This work addresses the challenge of efficiently eliminating redundancy and bias in large reasoning models without compromising accuracy. To this end, the authors propose STACK, a framework that explicitly models sources of redundancy during reasoning and employs a state-aware dynamic compression strategy: it leverages retrieval-augmented knowledge-guided compression under uncertain or biased states, switches to self-prompted compression in high-confidence verbose states, and incorporates an early-stopping mechanism based on answer convergence. By integrating online construction of short-long contrastive samples with joint PPO-DPO training, STACK achieves a 59.9% average reduction in response length while improving accuracy by 4.8 percentage points across three mathematical reasoning benchmarks, substantially enhancing the trade-off between efficiency and performance.
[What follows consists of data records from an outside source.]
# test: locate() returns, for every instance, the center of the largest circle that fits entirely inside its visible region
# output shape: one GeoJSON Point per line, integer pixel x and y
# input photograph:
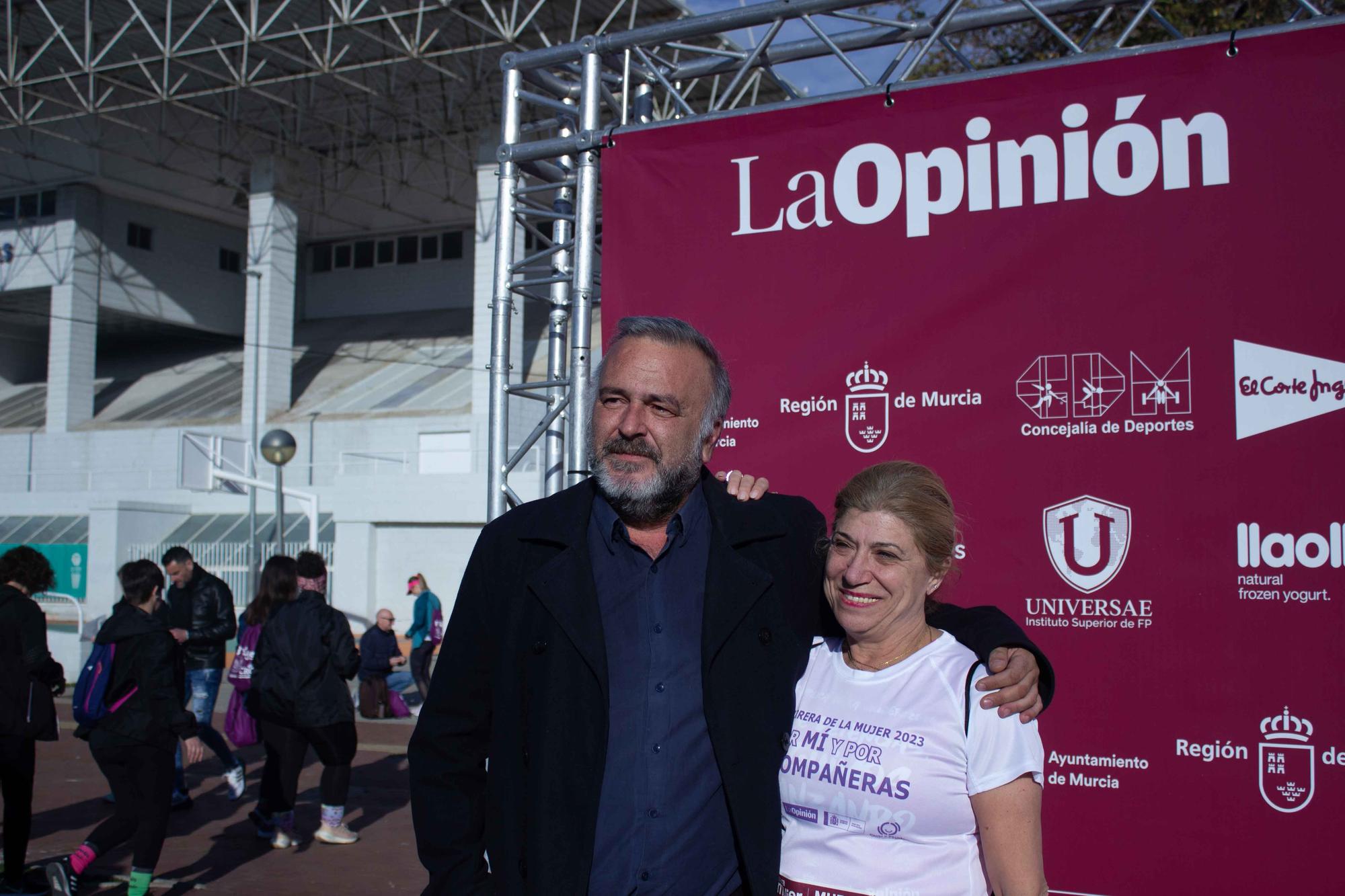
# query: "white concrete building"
{"type": "Point", "coordinates": [205, 253]}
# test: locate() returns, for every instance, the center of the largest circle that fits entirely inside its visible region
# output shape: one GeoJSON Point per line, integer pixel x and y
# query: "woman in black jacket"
{"type": "Point", "coordinates": [135, 743]}
{"type": "Point", "coordinates": [29, 678]}
{"type": "Point", "coordinates": [301, 698]}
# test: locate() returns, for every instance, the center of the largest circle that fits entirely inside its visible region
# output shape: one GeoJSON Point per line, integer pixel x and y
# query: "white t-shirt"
{"type": "Point", "coordinates": [875, 791]}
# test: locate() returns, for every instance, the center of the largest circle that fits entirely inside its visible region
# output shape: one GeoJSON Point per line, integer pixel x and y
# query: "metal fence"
{"type": "Point", "coordinates": [229, 560]}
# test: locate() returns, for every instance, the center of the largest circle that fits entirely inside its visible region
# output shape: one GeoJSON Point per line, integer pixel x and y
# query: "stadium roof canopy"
{"type": "Point", "coordinates": [380, 107]}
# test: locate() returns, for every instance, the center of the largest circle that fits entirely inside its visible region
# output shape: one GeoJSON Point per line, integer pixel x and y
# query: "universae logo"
{"type": "Point", "coordinates": [1087, 540]}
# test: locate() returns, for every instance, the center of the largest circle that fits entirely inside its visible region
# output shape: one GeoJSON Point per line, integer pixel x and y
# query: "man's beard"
{"type": "Point", "coordinates": [653, 499]}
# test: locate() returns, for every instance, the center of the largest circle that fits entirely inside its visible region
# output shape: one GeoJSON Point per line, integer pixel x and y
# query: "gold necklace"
{"type": "Point", "coordinates": [851, 658]}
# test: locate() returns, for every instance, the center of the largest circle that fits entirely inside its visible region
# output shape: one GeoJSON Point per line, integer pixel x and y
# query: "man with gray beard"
{"type": "Point", "coordinates": [625, 654]}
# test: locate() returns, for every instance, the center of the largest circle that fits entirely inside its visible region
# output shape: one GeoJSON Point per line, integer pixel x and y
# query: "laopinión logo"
{"type": "Point", "coordinates": [1087, 542]}
{"type": "Point", "coordinates": [1276, 388]}
{"type": "Point", "coordinates": [1073, 395]}
{"type": "Point", "coordinates": [1286, 767]}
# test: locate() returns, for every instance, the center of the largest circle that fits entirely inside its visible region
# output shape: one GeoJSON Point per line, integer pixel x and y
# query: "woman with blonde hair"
{"type": "Point", "coordinates": [896, 778]}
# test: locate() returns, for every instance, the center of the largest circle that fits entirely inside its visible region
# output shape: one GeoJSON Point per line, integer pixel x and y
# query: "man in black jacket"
{"type": "Point", "coordinates": [29, 678]}
{"type": "Point", "coordinates": [200, 611]}
{"type": "Point", "coordinates": [625, 657]}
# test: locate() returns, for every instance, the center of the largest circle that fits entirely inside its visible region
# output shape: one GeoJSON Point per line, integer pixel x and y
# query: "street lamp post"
{"type": "Point", "coordinates": [278, 447]}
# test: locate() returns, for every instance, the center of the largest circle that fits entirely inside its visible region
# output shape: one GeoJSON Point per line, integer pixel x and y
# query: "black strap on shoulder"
{"type": "Point", "coordinates": [966, 705]}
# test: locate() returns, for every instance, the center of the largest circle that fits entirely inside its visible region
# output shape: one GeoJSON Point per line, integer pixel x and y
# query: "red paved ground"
{"type": "Point", "coordinates": [213, 848]}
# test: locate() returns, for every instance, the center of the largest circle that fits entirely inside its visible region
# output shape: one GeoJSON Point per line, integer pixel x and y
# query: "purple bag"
{"type": "Point", "coordinates": [240, 727]}
{"type": "Point", "coordinates": [240, 670]}
{"type": "Point", "coordinates": [397, 705]}
{"type": "Point", "coordinates": [436, 627]}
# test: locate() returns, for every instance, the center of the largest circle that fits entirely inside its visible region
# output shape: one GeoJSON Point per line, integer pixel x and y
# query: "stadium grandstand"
{"type": "Point", "coordinates": [228, 217]}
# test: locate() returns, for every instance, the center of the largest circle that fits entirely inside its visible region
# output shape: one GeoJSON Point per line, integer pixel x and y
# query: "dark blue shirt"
{"type": "Point", "coordinates": [662, 822]}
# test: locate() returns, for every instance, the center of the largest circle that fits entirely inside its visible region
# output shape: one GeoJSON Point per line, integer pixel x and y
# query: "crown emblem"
{"type": "Point", "coordinates": [867, 380]}
{"type": "Point", "coordinates": [1286, 727]}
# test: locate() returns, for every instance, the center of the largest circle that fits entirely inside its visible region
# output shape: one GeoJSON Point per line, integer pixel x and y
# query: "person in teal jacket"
{"type": "Point", "coordinates": [426, 633]}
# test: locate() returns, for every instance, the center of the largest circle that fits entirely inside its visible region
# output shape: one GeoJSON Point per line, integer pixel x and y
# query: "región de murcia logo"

Large Reasoning Models (LRMs) achieve strong performance on complex tasks by leveraging long Chain-of-Thought (CoT), but often suffer from overthinking, leading to excessive reasoning steps and high inference latency. Existing CoT compression methods struggle to balance accuracy and efficiency, and lack fine-grained, step-level adaptation to redundancy and reasoning bias. Therefore, we propose State-Aware Reasoning Compression with Knowledge Guidance (STACK), a framework that performs step-wise CoT compression by explicitly modeling stage-specific redundancy sources and integrating with a retrieval-augmented guidance. STACK constructs online long-short contrastive samples and dynamically switches between knowledge-guided compression for uncertain or biased reasoning state and self-prompted compression for overly long but confident state, complemented by an answer-convergence-based early stopping mechanism to suppress redundant verification. We further propose a reward-difference-driven training strategy by combining Proximal Policy Optimization (PPO) and Direct Preference Optimization (DPO), enabling models to learn state-conditioned compression strategies. Experiments on three mathematical reasoning benchmarks show that STACK achieves a superior accuracy-efficiency balance, reducing average response length by 59.9% while improving accuracy by 4.8 points over existing methods.